Thursday, July 15, 2010

Soooo Serious!

So, my sister, in all her infinite wisdom (I am serious, she is pretty darn smart), told me yesterday that I am far TOOO serious. Now, she has known me my entire life, so I think she is capable to speak on my personality with such confidence. Am I serious? Yes. But I didn't stop there, I looked up the definition of serious (which, by that action alone, should have been enough to prove the point) and found this:

Serious -
1 : thoughtful or subdued in appearance or manner : 2 a : requiring much thought or work b : of or relating to a matter of importance 3 a : not joking or trifling : being in earnest c : deeply interested 4 a : not easily answered or solved b : having important or dangerous possible consequences 5 : excessive or impressive in quality, quantity, extent, or degree


Damn, this definition would be complete if it had my picture next to it. Darn you sister, right again! But ok, she said I am TOO serious. Which is the part I think I took issue with.

Am I too thoughtful and subdued? Sometimes I can be a bit serious when the situation can call for some less than serious behavior. But my personality has always been subdued, I just like to play the background.

Do I require much thought or work? Hell YES! But I am worth it!

Am I too deeply interested? As my friend Abby put it, I am passionate, push me about an issue I feel strongly about and I will debate you until I make my point. Some people think I can be intense that way, always on a soap box about something. But many great men have said, if you stand for nothing, you will fall for anything (back on my soapbox I go).
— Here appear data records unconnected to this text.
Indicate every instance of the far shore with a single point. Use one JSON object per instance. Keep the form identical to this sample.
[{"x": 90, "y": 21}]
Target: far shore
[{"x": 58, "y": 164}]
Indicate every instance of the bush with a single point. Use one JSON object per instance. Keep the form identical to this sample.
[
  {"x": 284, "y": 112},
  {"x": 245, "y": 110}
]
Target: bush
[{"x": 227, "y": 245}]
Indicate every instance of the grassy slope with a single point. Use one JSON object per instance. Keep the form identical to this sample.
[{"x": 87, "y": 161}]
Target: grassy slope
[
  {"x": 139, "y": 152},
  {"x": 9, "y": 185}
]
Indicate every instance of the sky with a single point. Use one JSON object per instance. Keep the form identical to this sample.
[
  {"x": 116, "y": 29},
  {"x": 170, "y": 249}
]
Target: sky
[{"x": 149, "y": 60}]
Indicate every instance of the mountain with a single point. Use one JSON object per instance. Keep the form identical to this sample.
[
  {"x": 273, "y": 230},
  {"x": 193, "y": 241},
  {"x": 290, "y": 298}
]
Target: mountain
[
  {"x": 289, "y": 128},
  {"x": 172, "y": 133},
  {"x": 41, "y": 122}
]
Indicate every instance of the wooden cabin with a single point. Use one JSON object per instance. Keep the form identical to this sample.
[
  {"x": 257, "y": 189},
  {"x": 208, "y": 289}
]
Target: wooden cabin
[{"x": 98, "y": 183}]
Am I not easily answered or solved? Ask any man who has ever even thought about dating me, dated me, was in a relationship with me or even met me. I have been called complicated by men, (one man in particular) more than I have been called my name. If there were transcripts of our years and years of conversation, you would think that was his pet name for me (although the tone he uses when he says complicated doesnt sound quite the same as sweetie.)

Am I too excessive or impressive in quantity, quality, extent or degree? Well I would have to say yes. And that is not because I take myself so seriously, but because I am confident in who I am now. I have always thought I was impressive, but I wasnt always sure other people could see it. I thought I smart, capable and ambitious, but I wasnt always clear that others felt the same way. In my head, I always thought I was pretty, sexy, and fabulous but I couldnt always tell that men felt the same way. So now here I am, almost 30 years old and I clearly give off all these things about myself that I believe. So now when people meet me (according to my sister) they think I am SOOO serious. I realize after looking at this definition, that isnt a bad thing. While some people will be put off by my seriousness, I would rather be called serious than be called (as Miko put it) a silly bitch. My hope is that I attract people to me who are just as serious, because I dont have the time or patience for anything else.

Dont get me wrong, I like to have fun, laugh, crack jokes, be silly and all that. Anyone who knows me knows the main reason I dont have a coffee table in my living room is because I like the open space to randomly break out into dance moves whenever the spirit moves me! You would never think I was that serious if you have ever witnessed me trying to entertain a child. I was my Godson's personal clown for some years. And my people who really know me, have tons of fun with me, off the hook type fun. So if those who dont know me think I am serious when they first meet me that is fine. They dont need to see me do the funky chicken after knowing me for 10 minutes!

Once again, my big sis was right, I am soooo serious, too serious, I dont think so, but serious none the less! (and she loves her serious little sister!!)